Guernsey Press

Prosecution wins appeal against ‘lenient’ sentence

Prosecutors have succeeded with an appeal against a suspended prison sentence passed on a drug dealer by the Royal Court.

Published
Last updated
Wesley Guilbert will now serve four years in prison, having initially been sentenced to two years in prison, suspended for three years, with a three-year probation order. (Picture supplied)

Wesley Guilbert will now serve four years in prison, having initially been sentenced to two years in prison, suspended for three years, with a three-year probation order.

Guilbert, 44, was before the Royal Court in June where he admitted two counts of supplying Ecstasy to others and possessing the drug along with morphine, both Class A substances. He also admitted possession of cannabis resin and offering to supply it.

In August the prosecution was granted leave to appeal against the sentence in the Guernsey Court of Appeal on grounds that it was too lenient.

It was only the third case of its kind to go before the Guernsey Court of Appeal since the Court of Appeal (Guernsey Law) was amended in February 2022, and the first matter to be upheld.

In the Royal Court, Judge Catherine Fooks had said that Guilbert could have had no complaint had he gone to prison for four years or more.

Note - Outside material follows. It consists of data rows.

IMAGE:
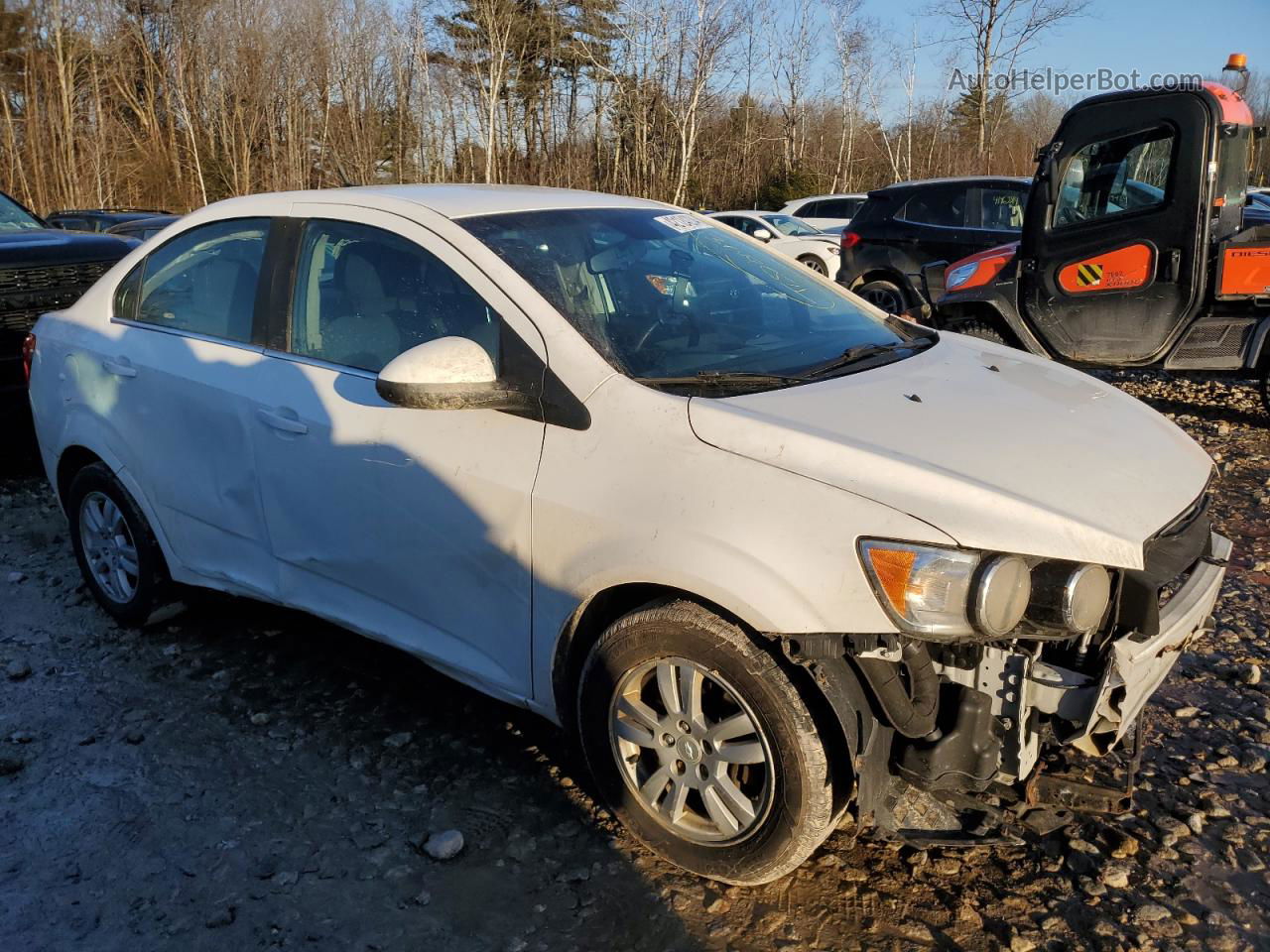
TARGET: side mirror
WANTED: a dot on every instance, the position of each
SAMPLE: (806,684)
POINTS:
(447,373)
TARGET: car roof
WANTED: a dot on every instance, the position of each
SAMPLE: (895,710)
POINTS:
(832,194)
(457,200)
(956,180)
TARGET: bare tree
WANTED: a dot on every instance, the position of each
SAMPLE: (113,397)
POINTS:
(998,33)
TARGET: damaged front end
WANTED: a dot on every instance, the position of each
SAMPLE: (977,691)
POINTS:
(951,738)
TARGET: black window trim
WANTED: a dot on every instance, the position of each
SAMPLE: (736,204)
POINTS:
(258,315)
(1052,207)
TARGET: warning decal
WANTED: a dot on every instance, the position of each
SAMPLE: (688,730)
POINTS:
(1088,275)
(1123,270)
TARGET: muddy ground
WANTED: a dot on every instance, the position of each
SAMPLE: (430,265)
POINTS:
(240,777)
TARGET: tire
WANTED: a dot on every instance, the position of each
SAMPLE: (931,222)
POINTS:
(780,767)
(108,531)
(885,295)
(982,330)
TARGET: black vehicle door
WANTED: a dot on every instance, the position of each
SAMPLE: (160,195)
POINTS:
(1111,254)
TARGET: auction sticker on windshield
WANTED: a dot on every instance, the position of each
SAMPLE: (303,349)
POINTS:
(681,222)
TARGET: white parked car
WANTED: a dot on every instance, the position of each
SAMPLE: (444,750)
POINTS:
(826,211)
(788,235)
(772,553)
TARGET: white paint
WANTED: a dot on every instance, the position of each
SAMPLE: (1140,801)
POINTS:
(441,361)
(468,537)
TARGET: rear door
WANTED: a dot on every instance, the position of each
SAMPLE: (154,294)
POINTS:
(411,526)
(1112,263)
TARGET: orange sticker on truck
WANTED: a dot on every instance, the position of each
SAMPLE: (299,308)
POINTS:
(1245,271)
(1121,270)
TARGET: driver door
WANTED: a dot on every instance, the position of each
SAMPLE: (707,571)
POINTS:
(1111,254)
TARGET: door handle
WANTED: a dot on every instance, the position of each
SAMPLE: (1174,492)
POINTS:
(119,368)
(281,421)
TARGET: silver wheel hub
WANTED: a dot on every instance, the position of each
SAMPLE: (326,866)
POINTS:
(691,751)
(108,547)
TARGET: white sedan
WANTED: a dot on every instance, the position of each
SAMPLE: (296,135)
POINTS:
(788,235)
(770,552)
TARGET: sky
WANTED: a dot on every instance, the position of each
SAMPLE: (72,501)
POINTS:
(1150,36)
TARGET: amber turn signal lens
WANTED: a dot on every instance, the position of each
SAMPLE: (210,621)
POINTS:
(893,569)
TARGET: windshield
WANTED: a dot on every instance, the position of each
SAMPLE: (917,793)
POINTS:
(14,217)
(790,226)
(668,295)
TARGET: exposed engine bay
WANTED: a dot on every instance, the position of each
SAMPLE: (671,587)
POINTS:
(949,738)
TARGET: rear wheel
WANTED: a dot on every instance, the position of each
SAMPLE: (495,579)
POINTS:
(702,746)
(885,295)
(117,552)
(815,264)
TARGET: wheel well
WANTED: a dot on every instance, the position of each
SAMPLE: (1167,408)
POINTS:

But the court had been struck by letters from his family and references, plus a probation report indicating that he had turned his life around.

Judge Fooks said that this would be his one and only chance. He could turn his back on a 30-year past blighted by illegal drugs and continue to enjoy his freedom but, should he re-offend, he could expect to spend ‘a long time’ in prison.

In the Court of Appeal, Advocate Liam Roffey argued that the Royal Court had set a starting point for sentence that was too low, given the defendant’s record, with five previous convictions for drug offences and being jailed for nine years in 2014 for being concerned in the production of a Class A drug. But he had not been in trouble since being released from prison in July 2022.

The Court of Appeal did not think that the starting point for sentence had been necessarily wrong, or that the one-third discount applied to it had been too great.

But the probation report was not unequivocal that the defendant was turning his life around. He was assessed as being at a high risk of reoffending. Mitigation of references and letters, some from his family, was described as ‘fairly slim’.

‘It is still unclear to us how the sentencing court could have arrived at a non-custodial disposal of the matter other than simply determining that it should do so irrespective of the sentencing guidelines,’ said Jersey Bailiff Timothy Le Cocq in delivering the Court of Appeal judgment.

For the removal of an immediate custodial sentence there needed to be cogent reasoning that a defendant had changed their long-established ways rather than a mere hope.

‘It is the absence of such justification and, indeed, no apparent justification on the material before it that this court can divine, in our judgment puts this sentence in to the realms of being unduly lenient.’